Lire le premier chapitre :

Action 1 : La geek contre-attaque

kruger le chat

Jessica enfile sa blouse de chimiste par-dessus son tailleur. Elle glisse la main sous ses cheveux pour les déloger du col. Ils sont longs, ultra lisses et d’un noir de jais. La Princesse Leia  aurait rêvé d’en avoir des comme ça.


Jessica aussi…


Métisse, elle a hérité des yeux bridés, de la peau dorée et du corps fin de sa grand-mère vietnamienne. Ses iris verts, elle les tient de sa mère alsacienne. Cela s’appelle être vernie à la loterie.


Sauf au niveau des cheveux. Là, les gènes ont cafouillé. Une touffe broussailleuse d’une couleur fade lui a collé au crâne toute sa jeunesse. Ce n’est qu’à vingt-six ans, en devenant chef d’entreprise, que Jessica a décidé qu’il en allait de l’avenir de la galaxie qu’elle dissimule ce secret. Elle verse donc quatre-vingt-neuf euros par mois au coiffeur pour avoir des beaux cheveux d’asiatique.


On répète toujours aux petites filles : « il faut souffrir pour être belle ». On oublie de leur dire que la souffrance passe aussi par le portefeuille.


Jessica lève les yeux au ciel devant cette injustice. Son regard s’attarde sur le plafond et ses moulures au style haussmannien. La jeune entrepreneuse loue un espace dans un fab lab du 1er arrondissement, un quartier huppé de Paris. Le vaste rez-de-chaussée abrite des machines de toutes sortes : de l’imprimante 3D à la hotte vitrée avec gants intégrés pour manipuler des produits chimiques.


Vu l’odeur qui règne ici, certains doivent aussi disséquer des aliens. Jessica, elle, fabrique des os humains. Elle a fondé sa startup, appelée Instant Fitbones, car elle a inventé un procédé révolutionnaire pour créer des os sur mesure et…


Un jour, je serai riche…


Enfin ! Elle ne fait pas cela pour l’argent. Yoda n’approuverait pas. Non, Jessica veut juste sauver le monde comme tout chevalier Jedi qui se respecte.


— Que la Force  soit avec moi ! s’écrie-t-elle à travers l’open space.


Désert.


On est samedi matin, en plein mois de juin. Le mois le moins pire de l’année sous les tropiques parisiens. Autant dire que personne n’a envie de s’enfermer au boulot. Jessica, elle, a un travail de la plus haute importance à faire. Une expérience scientifique à haut risque.

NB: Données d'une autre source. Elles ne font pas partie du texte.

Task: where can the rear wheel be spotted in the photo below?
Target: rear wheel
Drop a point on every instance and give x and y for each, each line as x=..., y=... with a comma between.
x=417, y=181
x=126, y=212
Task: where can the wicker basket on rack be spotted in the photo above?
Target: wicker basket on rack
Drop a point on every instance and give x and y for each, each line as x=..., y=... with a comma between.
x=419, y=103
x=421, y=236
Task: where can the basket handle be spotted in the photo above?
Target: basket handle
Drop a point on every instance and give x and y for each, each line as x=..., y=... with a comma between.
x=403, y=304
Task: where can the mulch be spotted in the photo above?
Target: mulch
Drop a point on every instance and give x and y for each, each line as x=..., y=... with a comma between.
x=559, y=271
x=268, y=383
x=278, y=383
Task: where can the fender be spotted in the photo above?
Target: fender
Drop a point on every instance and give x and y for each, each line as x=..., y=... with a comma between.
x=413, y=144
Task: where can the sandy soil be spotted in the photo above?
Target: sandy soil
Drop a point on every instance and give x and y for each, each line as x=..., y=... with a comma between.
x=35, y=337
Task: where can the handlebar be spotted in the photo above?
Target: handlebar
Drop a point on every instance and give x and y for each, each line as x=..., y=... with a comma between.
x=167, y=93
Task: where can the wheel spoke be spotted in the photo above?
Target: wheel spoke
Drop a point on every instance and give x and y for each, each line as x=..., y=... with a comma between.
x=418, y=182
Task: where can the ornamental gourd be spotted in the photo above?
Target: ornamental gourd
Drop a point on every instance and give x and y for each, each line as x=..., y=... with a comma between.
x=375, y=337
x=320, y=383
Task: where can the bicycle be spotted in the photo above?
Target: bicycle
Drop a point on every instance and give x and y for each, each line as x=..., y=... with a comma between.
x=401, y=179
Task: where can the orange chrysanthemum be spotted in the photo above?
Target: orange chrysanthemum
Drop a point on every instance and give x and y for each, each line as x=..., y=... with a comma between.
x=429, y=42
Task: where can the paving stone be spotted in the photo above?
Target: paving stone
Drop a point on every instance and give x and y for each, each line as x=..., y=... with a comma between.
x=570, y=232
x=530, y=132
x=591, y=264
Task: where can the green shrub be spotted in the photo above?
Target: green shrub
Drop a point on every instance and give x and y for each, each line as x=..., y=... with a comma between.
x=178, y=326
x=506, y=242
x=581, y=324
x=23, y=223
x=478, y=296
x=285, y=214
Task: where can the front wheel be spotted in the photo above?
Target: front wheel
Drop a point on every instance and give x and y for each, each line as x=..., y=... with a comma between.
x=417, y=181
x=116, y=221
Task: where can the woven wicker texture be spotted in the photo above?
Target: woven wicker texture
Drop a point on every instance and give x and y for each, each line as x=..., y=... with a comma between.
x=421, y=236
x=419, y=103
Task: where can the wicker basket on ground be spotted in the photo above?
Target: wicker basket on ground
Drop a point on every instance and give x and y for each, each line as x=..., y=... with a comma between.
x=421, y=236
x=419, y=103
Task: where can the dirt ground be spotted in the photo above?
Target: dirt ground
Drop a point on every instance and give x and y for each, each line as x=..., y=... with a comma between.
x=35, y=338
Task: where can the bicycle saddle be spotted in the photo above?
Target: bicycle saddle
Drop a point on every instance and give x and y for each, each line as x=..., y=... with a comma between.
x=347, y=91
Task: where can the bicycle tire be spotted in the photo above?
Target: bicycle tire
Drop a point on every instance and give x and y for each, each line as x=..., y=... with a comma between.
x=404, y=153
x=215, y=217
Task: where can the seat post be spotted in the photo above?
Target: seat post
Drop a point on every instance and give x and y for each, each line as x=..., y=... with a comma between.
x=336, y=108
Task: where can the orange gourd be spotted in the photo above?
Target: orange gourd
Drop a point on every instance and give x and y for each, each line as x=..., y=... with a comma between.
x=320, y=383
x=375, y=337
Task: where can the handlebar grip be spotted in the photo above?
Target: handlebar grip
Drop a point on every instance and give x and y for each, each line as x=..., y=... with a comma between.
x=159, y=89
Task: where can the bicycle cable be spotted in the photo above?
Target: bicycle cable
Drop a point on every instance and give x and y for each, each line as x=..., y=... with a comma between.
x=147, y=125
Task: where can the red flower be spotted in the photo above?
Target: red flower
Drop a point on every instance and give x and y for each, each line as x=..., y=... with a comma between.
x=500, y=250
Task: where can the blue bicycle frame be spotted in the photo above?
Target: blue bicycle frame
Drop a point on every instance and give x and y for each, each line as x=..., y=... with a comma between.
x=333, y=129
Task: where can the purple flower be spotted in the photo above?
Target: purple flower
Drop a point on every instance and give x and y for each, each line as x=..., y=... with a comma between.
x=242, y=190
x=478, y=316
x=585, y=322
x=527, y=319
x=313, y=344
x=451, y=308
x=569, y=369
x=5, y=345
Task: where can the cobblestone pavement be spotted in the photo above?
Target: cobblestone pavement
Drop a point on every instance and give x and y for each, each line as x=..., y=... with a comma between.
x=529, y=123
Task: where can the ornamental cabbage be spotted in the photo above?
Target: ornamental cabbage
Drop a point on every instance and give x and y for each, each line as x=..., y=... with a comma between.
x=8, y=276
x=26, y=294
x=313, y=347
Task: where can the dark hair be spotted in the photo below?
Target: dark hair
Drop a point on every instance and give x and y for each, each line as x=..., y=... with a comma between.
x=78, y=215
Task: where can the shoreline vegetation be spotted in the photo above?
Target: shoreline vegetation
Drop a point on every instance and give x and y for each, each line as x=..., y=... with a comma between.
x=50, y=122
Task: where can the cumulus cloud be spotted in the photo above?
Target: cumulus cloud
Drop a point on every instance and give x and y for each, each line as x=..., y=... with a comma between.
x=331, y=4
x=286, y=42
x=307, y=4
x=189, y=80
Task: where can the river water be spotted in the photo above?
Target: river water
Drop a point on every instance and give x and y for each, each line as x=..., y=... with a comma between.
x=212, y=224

Donner la pilule à un chat.


Jessica gravit les quatre marches de la mezzanine où se trouve la cuisine ouverte. Elle ouvre le frigo pour récupérer le matériel nécessaire à toute cette opération : un paquet de comté, le meilleur fromage qui soit. Puis elle saisit une cuillère :


— Fantôminette ! s’écrie-t-elle en tapant sur l’évier en zinc. Où tu es, ma minette ?

— Miaahh ! lui répond la chatte depuis l’intérieur d’un placard du haut.


Il était pourtant fermé. Jessica ouvre la porte laquée blanche d’une pression. Une chatte aux poils angora, blanche avec un loup noir sur les yeux, bondit de sa cachette improbable. Fantôminette est un mystère.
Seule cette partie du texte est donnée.